An alternative approach is to complement the biased sample with additional
audits carefully selected to significantly improve the model itself (rather
than to avoid imminent losses). Because audits are costly, it is essential to
devise selective information acquisition mechanism that would identify
informative audits that will particularly improve model performance for a given
acquisition cost. Existing active learning policies either assume that no data
is available ex-ante and that the sample is constructed exclusively by the
active learner or that a representative sample of the underlying population is
available ex-ante. These assumptions are fundamental to the acquisition
policies' subsequent actions and are severally violated in the compliance
management domain due to the biased audit data. Thus the active learner ought
to leverage this knowledge of biasness to help identify new, informative
acquisitions that can improve the model's performance. We have obtained a real
data set on companies' sales tax audits which we will use in this study to
evaluate new policies.

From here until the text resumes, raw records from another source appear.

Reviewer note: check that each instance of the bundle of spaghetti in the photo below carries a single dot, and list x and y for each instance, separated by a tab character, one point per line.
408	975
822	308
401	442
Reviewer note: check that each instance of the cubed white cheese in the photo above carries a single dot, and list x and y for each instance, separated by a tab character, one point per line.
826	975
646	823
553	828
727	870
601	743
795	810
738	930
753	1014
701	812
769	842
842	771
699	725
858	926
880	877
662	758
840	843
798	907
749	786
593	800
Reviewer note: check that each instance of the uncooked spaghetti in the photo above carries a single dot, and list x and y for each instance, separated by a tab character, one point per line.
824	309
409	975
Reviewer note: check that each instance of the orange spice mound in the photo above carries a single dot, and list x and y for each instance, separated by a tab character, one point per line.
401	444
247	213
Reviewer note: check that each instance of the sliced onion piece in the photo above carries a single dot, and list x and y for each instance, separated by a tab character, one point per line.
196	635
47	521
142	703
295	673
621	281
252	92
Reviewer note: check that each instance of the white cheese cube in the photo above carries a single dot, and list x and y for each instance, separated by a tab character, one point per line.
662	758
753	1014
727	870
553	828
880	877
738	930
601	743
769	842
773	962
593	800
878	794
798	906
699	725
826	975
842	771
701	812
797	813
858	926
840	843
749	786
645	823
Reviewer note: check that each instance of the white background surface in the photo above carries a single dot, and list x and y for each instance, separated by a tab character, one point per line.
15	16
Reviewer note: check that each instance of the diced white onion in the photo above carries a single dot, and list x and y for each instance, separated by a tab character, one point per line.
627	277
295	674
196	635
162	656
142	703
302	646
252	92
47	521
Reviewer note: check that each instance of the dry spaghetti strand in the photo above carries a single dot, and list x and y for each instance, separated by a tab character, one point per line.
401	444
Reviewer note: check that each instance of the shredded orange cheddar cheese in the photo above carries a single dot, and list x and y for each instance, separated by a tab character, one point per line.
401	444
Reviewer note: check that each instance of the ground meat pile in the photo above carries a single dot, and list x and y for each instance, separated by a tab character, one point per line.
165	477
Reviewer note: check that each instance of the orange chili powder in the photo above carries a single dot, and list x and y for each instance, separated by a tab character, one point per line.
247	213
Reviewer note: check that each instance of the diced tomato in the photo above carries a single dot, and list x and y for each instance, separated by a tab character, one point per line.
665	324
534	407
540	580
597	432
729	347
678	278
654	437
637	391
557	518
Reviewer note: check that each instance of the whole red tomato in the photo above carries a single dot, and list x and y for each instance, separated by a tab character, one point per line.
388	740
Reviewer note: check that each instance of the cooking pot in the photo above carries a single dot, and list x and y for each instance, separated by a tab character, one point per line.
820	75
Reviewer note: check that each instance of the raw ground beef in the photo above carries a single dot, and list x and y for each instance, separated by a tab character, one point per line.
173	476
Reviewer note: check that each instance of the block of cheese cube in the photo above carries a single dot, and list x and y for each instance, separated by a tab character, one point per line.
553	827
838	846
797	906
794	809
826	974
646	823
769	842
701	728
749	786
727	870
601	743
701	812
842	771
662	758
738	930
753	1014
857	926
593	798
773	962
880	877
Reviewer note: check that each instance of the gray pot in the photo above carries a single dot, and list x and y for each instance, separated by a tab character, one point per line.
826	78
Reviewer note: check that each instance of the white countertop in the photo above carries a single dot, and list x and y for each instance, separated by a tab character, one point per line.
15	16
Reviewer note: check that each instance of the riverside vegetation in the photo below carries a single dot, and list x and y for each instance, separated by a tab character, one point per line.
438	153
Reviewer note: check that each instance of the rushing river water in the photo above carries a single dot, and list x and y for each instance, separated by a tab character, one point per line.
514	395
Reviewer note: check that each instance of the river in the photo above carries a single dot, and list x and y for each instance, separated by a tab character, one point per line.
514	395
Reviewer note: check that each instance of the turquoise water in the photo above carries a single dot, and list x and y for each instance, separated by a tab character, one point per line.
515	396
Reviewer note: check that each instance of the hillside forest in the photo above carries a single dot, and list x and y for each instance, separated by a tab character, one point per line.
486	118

The data include information about firms in a given
state, sales tax audit results and the amounts of money paid by companies
following the audits.
Computational Linguistics / Natural Language Processing
Prof. Katrin Erk (katrin.erk@gmail.com) in the Linguistics department has
suggested the following two projects, contact her for details.
Guess word senses for items outside the lexicon:
Suppose you want to tag each content word in your text with a sense. But your
lexicon is lacking entries: a lot of words are not covered. However, the
senses that you have in the lexicon are actually described as sets of
words. For example, for the word "bank", you might have the senses "depository
financial institution, bank, banking concern, banking company" and "bank, cant,
camber". So if you encounter a word that is not covered by the lexicon, what
you can do is to try to find another, similar word that is covered by the
lexicon, and just use its sense(s). The idea would be to use a semantic
similarity method that you learn from corpus data, e.g. the one proposed by Lin
(1998) for this. You can evaluate your method on words that are covered by the
lexicon, by pretending that they are not covered and seeing which similar words
are proposed.
Detect occurrences of an idiom: It is becoming more and more obvious
lately that multi-word expressions and idioms are not weird exceptions. They
occur a lot. And if you cannot spot them, your meaning analysis of the text
will go wrong. A text talking about "letting the cat out of the bag" need not
be about cats. Now suppose you have training data labeled for whether a
multi-word expression or idiom is present: Can you build a classifier that will
spot the idiom in new text? The idea would be to use an existing parser as a
basis. Occurrences of an idiom may vary syntactically, either because they are
syntactically variable (let the cat out of the bag/cat is out of the bag) or
because the parser doesn't treat occurrences uniformly. Idioms may also vary
lexically, for example you will find occurrences of "let the secret out of the
bag" or even "let Catbert out of the bag" (this is an attested occurrence).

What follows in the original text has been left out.